Wisconsin lawmakers are preparing to move forward on a $3 billion tax incentive package with technology manufacturer Foxconn, even as a new estimate from the state legislature’s nonpartisan budget office revealed the state wouldn’t break even on the deal until 2043.
The Taiwanese company’s plans were announced at a high-profile White House event with President Trump last month. The planned Foxconn factory in southeastern Wisconsin would open by 2020 and cover 20 million square feet on a nearly 1.6-square-mile campus.
On Thursday, state Senate Majority Leader Scott Fitzgerald, who had been the most reticent of Wisconsin’s Republican leaders about the deal, changed his tone.
Fitzgerald signaled he is ready to move forward with the deal, tossing aside previous statements that the state budget, which is more than a month past its deadline, should take precedence.

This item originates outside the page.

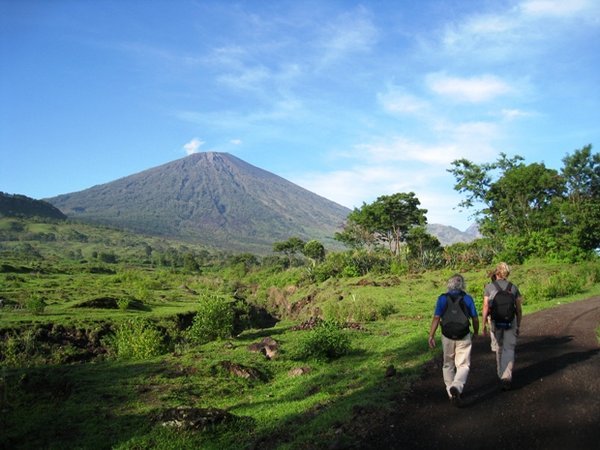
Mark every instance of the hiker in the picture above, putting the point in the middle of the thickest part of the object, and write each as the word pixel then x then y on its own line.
pixel 502 303
pixel 455 310
pixel 493 343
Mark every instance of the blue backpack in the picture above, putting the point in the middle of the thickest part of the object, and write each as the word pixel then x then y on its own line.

“If we can get both of these things done simultaneously and get this stuff kicked out of the finance committee, then we’d be in a good position to probably finish up the budget and also get Foxconn done,” Fitzgerald told reporters Thursday afternoon.
Just one day earlier, the senator had called a new estimate about the long-term economic impact of the deal “striking,” urging his colleagues to be “cautious” as they evaluated the incentive package.
The budget office’s estimate compared the amount of tax revenue the tech manufacturer would generate for the state with the amount of tax breaks Wisconsin has offered the company.
The estimate focused on the income tax that would be paid by workers at Foxconn because the manufacturer will qualify for a state tax program that exempts it from paying income taxes. It also assumes the facility will hire the maximum number of employees it has projected for the plant: 13,000.
If the manufacturer doesn’t employ that many Wisconsin residents, the state’s break-even point would be pushed “well past” 2045, the estimate said.
Democrats voiced concern about the incentive package soon after the estimates were released.
“I’m extremely concerned about the cost to Wisconsin taxpayers,” said Assembly Minority Leader Peter Barca, who represents Kenosha, which is in the region where Foxconn is expected to build its facility. “The fiscal analysis released today creates new questions on the state’s cash flow and on the state’s ability to ensure a good return on investment for taxpayers.”
Gov. Scott Walker, a Republican, pushed back on that concern, saying more than tax revenues should be considered when evaluating the deal.
“Foxconn is bigger than just future tax revenues,” Walker tweeted. “It adds over $10.5 bil. in payroll to WI economy over 15 yrs + construction & indirect jobs.”
The estimate projected the Foxconn facility would create 22,000 “indirect and induced jobs” beginning in 2021, as well as 10,200 construction jobs and 6,000 indirect construction-related jobs, resulting in more than $250 million in tax revenue for the state.
The fiscal bureau also noted that its analysis focused only on the impacts of the project on the state’s treasury and did not account for other potential benefits to Wisconsin’s economy, like the addition of a new sector to the state’s manufacturing economy.
Among the other incentives used to draw the company to Wisconsin are exemptions to state environmental laws that would let it escape state permits for everything from filling a wetland to building on a lakebed.
The state Assembly held a public hearing on the Foxconn deal last week. It is expected to hold a committee vote on the package early next week, with a vote from the full Assembly on Aug. 17.
Fitzgerald said Thursday that he expects the state Senate will hold its public hearing on the incentive package on Aug. 22.